A UNIQUE OCCURRENCE OF SPINIPLATYCERAS AND ATRYPA RETICULARIS’ IN THE ONONDAGA LIMESTONE, HUDSON VALLEY, NEW YORK


FELDMAN, Howard, Biology Department, Touro College, 227 W. 60th Street, New York, NY 10023 and BLODGETT, Robert, Blodgett & Associates LLC, (Geological & Paleontological Consultants), 2821 Kingfisher Drive, Anchorage, AK 99502

The (Eifelian) Onondaga Limestone crops out in the Hudson Valley from Albany, south to Kingston and then southwest to Port Jervis along Route 209. The formation consists of four members, three of which are exposed in the study area: Edgecliff, Nedrow, and Moorehouse.

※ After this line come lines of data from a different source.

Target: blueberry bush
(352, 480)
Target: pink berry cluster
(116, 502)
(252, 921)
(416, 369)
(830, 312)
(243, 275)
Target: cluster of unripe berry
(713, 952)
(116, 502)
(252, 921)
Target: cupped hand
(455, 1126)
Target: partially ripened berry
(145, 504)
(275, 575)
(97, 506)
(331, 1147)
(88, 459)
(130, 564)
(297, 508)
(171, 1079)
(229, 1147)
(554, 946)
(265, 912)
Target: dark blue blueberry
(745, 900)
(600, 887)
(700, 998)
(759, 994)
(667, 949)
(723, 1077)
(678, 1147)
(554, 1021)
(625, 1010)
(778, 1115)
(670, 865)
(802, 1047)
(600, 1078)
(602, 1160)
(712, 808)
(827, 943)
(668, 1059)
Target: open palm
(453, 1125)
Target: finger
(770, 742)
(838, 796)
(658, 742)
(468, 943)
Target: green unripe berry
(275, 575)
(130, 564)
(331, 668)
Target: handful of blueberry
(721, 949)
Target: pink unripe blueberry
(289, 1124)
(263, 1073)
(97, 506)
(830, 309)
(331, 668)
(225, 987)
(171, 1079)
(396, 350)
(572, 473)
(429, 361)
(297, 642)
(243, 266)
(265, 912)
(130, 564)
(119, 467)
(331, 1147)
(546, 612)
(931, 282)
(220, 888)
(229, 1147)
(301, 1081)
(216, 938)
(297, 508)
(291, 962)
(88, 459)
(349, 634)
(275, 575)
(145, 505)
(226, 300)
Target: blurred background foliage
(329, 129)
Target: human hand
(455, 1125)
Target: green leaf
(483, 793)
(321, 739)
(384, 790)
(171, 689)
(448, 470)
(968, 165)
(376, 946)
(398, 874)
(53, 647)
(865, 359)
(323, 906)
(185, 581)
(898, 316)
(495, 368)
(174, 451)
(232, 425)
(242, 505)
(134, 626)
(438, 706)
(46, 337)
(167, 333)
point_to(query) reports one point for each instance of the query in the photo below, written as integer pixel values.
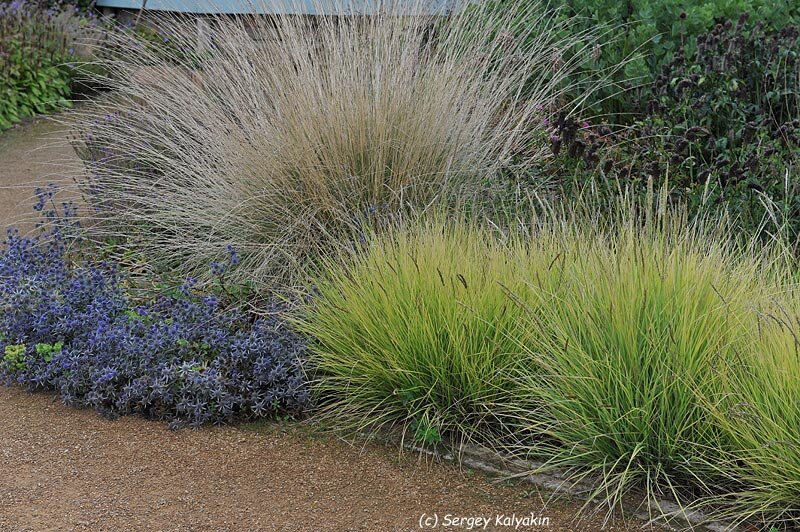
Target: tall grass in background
(760, 418)
(281, 135)
(611, 350)
(418, 331)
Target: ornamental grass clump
(418, 332)
(282, 134)
(760, 419)
(629, 354)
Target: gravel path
(68, 469)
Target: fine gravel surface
(69, 469)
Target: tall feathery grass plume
(281, 135)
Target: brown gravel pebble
(64, 468)
(68, 469)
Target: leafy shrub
(604, 350)
(285, 144)
(646, 35)
(76, 328)
(723, 130)
(36, 45)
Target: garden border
(484, 459)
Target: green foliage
(36, 47)
(624, 350)
(46, 351)
(723, 131)
(645, 35)
(613, 351)
(14, 357)
(760, 416)
(418, 331)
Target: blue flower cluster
(72, 326)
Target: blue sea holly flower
(185, 359)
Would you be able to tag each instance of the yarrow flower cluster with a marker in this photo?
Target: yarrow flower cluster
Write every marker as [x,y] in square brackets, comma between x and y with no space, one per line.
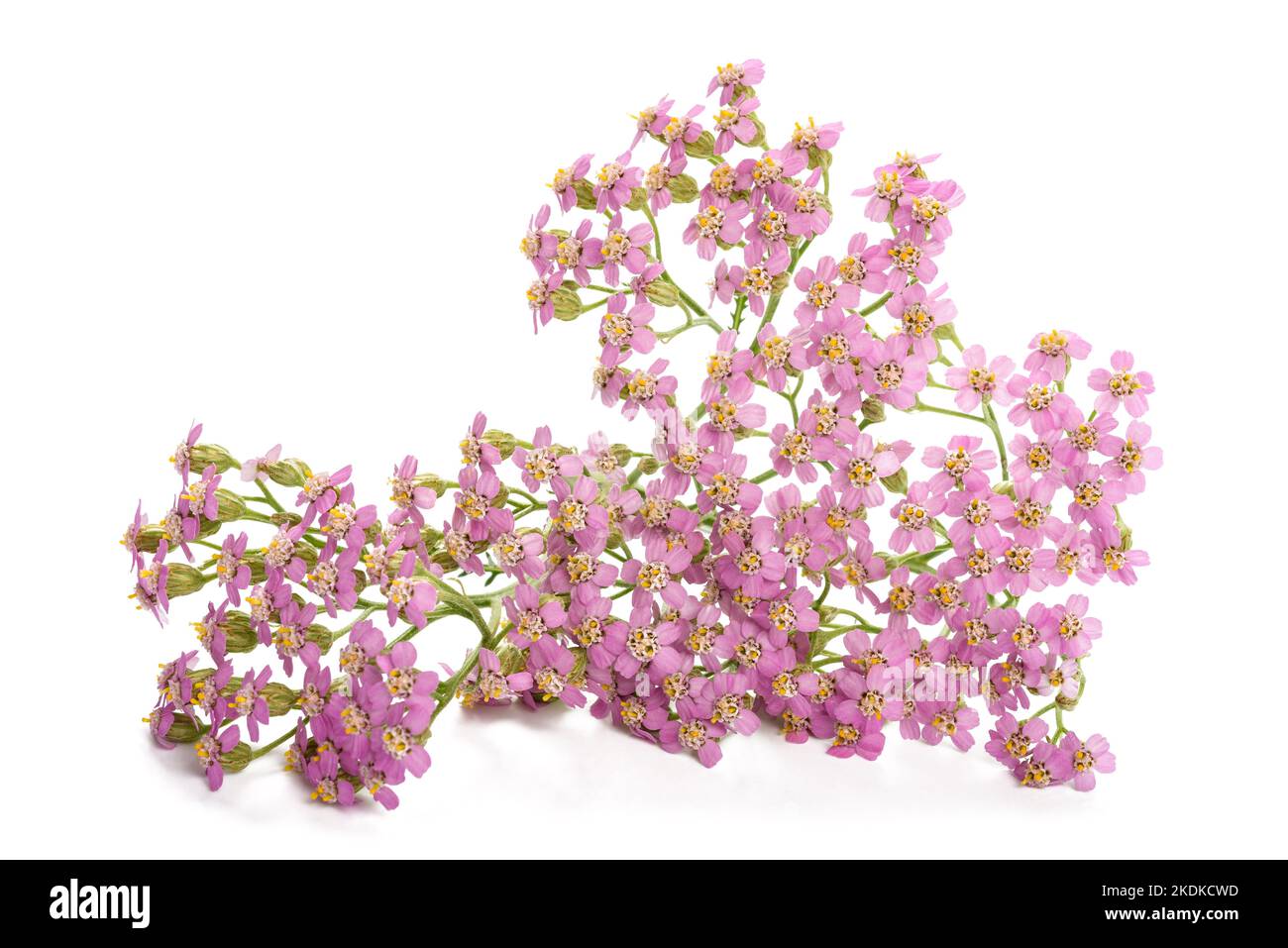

An association of Spiniplatyceras and Atrypareticularis’ occurs within the Atrypa-Coelospira-Nucleospira Community (AMNH Loc. 3135) near the top of the Moorehouse Member near Leeds, and again near Saugerties, New York. The association serves as a marker horizon for the top of the Moorehouse. The occurrence of current-swept clusters of atrypids and the spiny gastropods may have been due to selective preservational factors or ecological ones. Additional faunal constituents include tabulate and rugosan corals, trilobites and numerous brachiopods. The spinose gastropod genus Spiniplatyceras Blodgett and Frýda, 1999 is recognized only in strata of Pragian-Givetian age, and is biogeographically significant in that is primarily found in the Eastern Americas Realm (EAR) in eastern North America from Pragian-Givetian time, as well as in the Great Basin of western North America during the Pragian-early Emsian when it comprised a western extension of the EAR, as well as in several rare taxonomic outliers within the Old World Realm of Germany during the late Early Devonian-Eifelian. Although spinose members of the platyceratids have been reported since Conrad (1840), these specimens have the best-preserved spines known from the Devonian of New York where they were first documented.